Com direito a canal no YouTube — procure lá por Beth Cheirosinha — e convites para dar palestras, ela carrega uma herança especial: é filha de Maria de Lourdes das Mercês, mais conhecida como dona Cheirosa, um dos maiores mitos entre os erveiros. Assim como a mãe, já se tornou patrimônio paraense.

No aeroporto, a sacola não despachada com três kits de Ano Novo são motivos de uma intervenção do segurança.

- Garrafa? Vidro? Objeto pontiagudo, resmunga o segurança. Sozinho, ele percebe do que se trata.
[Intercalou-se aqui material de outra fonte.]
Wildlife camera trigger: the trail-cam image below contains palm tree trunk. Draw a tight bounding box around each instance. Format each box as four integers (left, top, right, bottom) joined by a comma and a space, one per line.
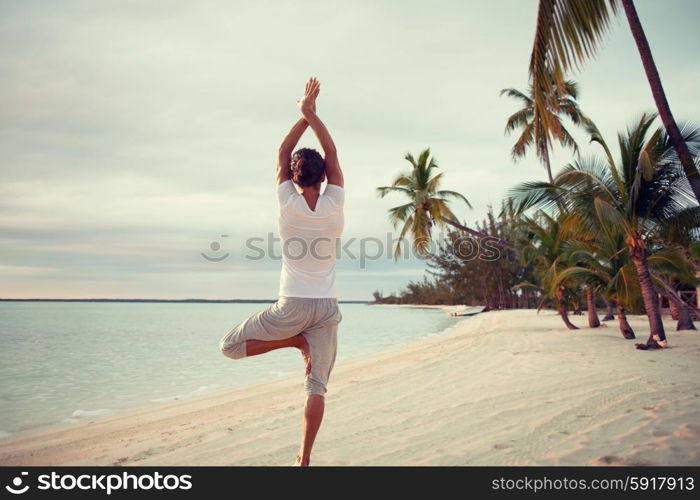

- Ah, são os kits, né? Estão liberados.

O comigo ninguém pode já começava a fazer efeito.

JADER, A LENDA

Só um famoso teria uma vila inteira batizada com seu nome. O ex-governador do Pará tem a sua, a Jaderlândia, na periferia de Belém. Mas o homenageado não é tão amado assim. Jader Barbalho, é persona non grata de nove entre dez taxistas, quatro entre cinco botequeiros de Belém. Pela experiência jornalística, taxistas costumam ser um bom termômetro.

Jader tornou-se personagem folclórico no Estado, foi cassado pela Ficha Limpa e depois “descassado” no Supremo Tribunal Federal, e suas obras e promessas foram elevadas a lendas urbanas. Nesse contexto, ele se tornou uma das maiores inspirações para novas piadas na terra natal. Como turista, você não vai conseguir escapar delas.

Diziam que para entrar no céu a pessoa precisava chegar num cavalo branco. De repente, Deus repara que lá vem o Jader com um cavalo branco. Ele estranha e se pergunta: caramba como será que ele conseguiu esse cavalo branco? Uma olhada a mais, e lá vem São Jorge a pé.